Further, any staff member may request to be excused from participating in any aspect of care, treatment, or services to aclient, and Organization management staff shall ensure that client care is not adversely impacted due to this request.
The client who feels that his/her rights have been denied, desires further clarification of rights or who desires to lodge a complaint about any aspect of service or care should contact the Administrator or other supervisory staff verbally or in writing.

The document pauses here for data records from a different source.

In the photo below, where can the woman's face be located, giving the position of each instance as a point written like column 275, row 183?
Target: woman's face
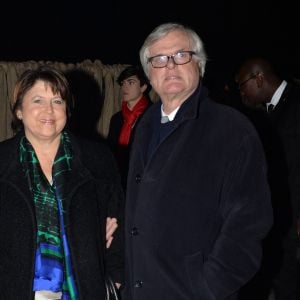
column 42, row 112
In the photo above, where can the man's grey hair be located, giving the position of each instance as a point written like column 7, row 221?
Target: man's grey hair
column 161, row 31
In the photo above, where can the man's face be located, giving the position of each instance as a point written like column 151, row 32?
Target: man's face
column 250, row 88
column 173, row 81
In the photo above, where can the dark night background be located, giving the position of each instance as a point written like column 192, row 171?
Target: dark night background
column 113, row 31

The Organization’s grievance procedures will be followed in handling grievances and complaints.
If you feel your complaint has not been resolved, you may also contact the Accreditation Commission for Health Care
(ACHC) by the following ways:
• Online: www.achc.org (Click on “Contact” and then choose “Complaints”)
• E-mail: firstname.lastname@example.org
• Phone: 855-937-2242
• Fax: 919-785-3011
• Mail: Accreditation Commission for Health Care
139 Weston Oaks Ct.
Cary, NC 27513
The Organization has the right to expect behavior from the client/caregiver(s) that is reasonable and responsible within the constraints of the illness or debility. Clients have the following responsibilities to the Organization:
• Providing accurate information about their medical condition and past medical history, and reporting changes in
their condition immediately.
• Asking questions when they do not understand their care, equipment, or proper usage.
• Following the instructions for equipment usage as set forth by Organization and their physician, and reporting to
Organization their concerns about their ability to follow such instructions.
• Accepting the consequences if they do not follow the instructions for proper usage and maintenance of their
• Following the Organization’s rules and regulations.
• Showing respect and consideration for Organization staff and their property.
• Meeting financial commitments agreed to with Organization.